Niente diffida accertativa per le differenze retributive da inadempimento

di Luigi Caiazza e Roberto Caiazza

Le differenze retributive che non sono diretta conseguenza della prestazione lavorativa ma di un eventuale inadempimento contrattuale, riguardano crediti di natura risarcitoria e, come tali, non rientrano nell'ambito di applicazione della diffida accertativa di cui all'articolo 12 del Dlgs n. 124/2004.
In tal senso si espresso l'Ispettorato nazionale del lavoro (Inl) con la lettera circolare prot. n. 441/2021 del 17 marzo in risposta a un apposito quesito con la quale ha anche fornito ulteriori chiarimenti circa il termine decadenziale in merito nell'azione per responsabilità solidale.

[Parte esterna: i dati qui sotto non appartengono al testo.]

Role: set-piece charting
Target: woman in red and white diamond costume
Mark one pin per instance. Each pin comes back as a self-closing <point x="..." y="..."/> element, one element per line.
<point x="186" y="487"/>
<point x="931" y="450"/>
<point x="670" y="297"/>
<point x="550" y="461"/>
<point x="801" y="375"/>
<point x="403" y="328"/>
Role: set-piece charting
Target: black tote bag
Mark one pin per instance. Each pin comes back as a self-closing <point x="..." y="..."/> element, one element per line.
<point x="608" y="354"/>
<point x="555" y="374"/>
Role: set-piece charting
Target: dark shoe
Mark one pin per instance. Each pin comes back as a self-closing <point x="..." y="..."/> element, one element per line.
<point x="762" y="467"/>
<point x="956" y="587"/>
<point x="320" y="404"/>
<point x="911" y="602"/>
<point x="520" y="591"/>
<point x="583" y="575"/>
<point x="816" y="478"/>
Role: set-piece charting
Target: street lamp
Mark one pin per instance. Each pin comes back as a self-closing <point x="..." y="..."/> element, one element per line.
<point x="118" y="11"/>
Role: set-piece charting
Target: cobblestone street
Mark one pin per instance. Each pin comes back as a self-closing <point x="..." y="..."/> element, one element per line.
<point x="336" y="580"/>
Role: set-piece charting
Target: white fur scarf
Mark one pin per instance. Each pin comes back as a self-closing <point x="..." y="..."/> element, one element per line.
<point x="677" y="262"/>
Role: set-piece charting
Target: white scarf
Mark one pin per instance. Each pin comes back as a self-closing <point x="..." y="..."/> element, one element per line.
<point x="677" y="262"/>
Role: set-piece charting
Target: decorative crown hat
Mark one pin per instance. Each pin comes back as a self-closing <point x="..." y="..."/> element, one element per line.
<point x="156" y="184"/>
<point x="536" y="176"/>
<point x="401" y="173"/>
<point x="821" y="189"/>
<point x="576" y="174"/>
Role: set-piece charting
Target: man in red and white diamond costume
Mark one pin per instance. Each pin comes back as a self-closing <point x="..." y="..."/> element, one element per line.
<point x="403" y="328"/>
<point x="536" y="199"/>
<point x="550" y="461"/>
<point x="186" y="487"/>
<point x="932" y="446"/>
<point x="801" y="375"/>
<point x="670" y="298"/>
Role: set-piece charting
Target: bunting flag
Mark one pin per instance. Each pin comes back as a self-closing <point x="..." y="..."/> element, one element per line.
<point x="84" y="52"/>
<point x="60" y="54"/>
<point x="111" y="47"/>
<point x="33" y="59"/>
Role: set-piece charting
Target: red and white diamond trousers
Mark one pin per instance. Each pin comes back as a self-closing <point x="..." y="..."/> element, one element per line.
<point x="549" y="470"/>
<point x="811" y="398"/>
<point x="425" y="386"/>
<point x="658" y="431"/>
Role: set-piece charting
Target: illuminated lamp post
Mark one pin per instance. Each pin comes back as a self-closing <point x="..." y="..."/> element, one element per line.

In merito al primo punto, riferito a una riduzione unilaterale dell'orario di lavoro da parte datoriale e della conseguente decurtazione dello stipendio, in tal caso è evidente che ricorre l'inadempimento previsto dall'articolo 1218 del Codice civile, ascrivibile al datore di lavoro che, unilateralmente e senza la necessaria forma scritta, avrebbe ridotto al lavoratore l'orario di lavoro e la corrispondente retribuzione, non consentendo a quest'ultimo di rendere la prestazione e ricevere la relativa retribuzione come da contratto.

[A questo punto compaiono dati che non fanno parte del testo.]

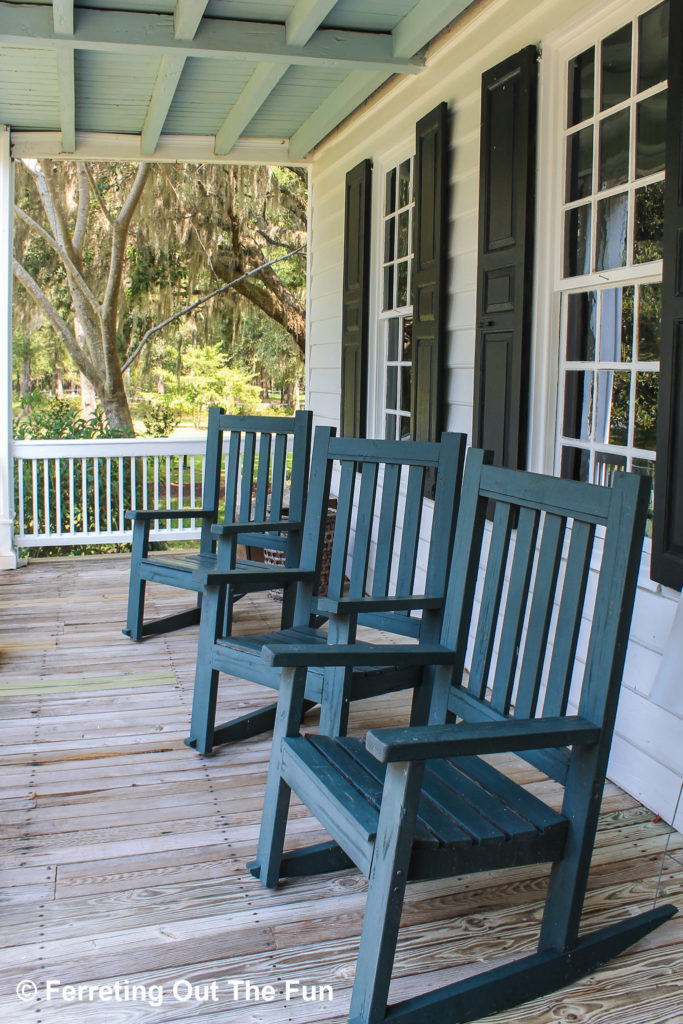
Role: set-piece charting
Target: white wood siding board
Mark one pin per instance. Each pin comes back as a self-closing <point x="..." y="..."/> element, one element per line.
<point x="649" y="781"/>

Fermo restando che nel contratto part-time la trasformazione dell'orario può derivare solo da accordo scritto tra le parti, nel full-time invece, non essendo prevista una forma scritta, la correttezza della modifica potrà essere provata anche attraverso “comportamenti concludenti”, cioè mediante una reciproca manifestazione tacita. In tal caso le eventuali rivendicazioni del lavoratore sono di esclusiva competenza dell'autorità giudiziaria.
La seconda questione riguarda la possibilità di emettere la diffida accertativa oltre il termine di due anni, di cui all'articolo 29, comma 2, del Dlgs n. 276/2003, nel caso in cui il lavoratore abbia comunque impedito la decadenza legale attraverso l'invio al committente di un atto di diffida stragiudiziale.

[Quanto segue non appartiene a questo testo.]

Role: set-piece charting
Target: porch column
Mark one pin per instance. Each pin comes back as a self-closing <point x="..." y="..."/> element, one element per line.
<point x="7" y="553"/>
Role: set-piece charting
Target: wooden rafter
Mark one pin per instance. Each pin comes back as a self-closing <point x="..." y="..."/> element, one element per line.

Premesso che l'azione di tutela da parte del lavoratore, nei confronti del committente, può riguardare sia l'aspetto retributivo, sia contributivo ed è sottoposta a un termine di decadenza di due anni dalla data di cessazione dell'appalto, e fermo restando che la parte contributiva riguarda una diversa azione di recupero rimessa all'iniziativa dell'ente previdenziale soggetta all'ordinario termine prescrizionale di cinque anni, diversa è la soluzione in merito al primo aspetto, quello retributivo.
Infatti, in tale ultima circostanza la decadenza di cui al citato comma 2 dell'articolo 29 può essere impedita dalla tempestiva iniziativa del lavoratore, il quale nel suddetto termine biennale abbia provveduto al deposito di un ricorso giudiziario ovvero mediante un atto scritto, anche stragiudiziale, inviato al committente, comunque finalizzato alla rivendicazione in questione.
Verificandosi tali presupposti essenziali è possibile emanare la diffida accertativa a condizione, però, che non sia intervenuta la prescrizione e sempre che sussistano le condizioni essenziali di certezza, liquidità ed esigibilità del credito vantato dal lavoratore.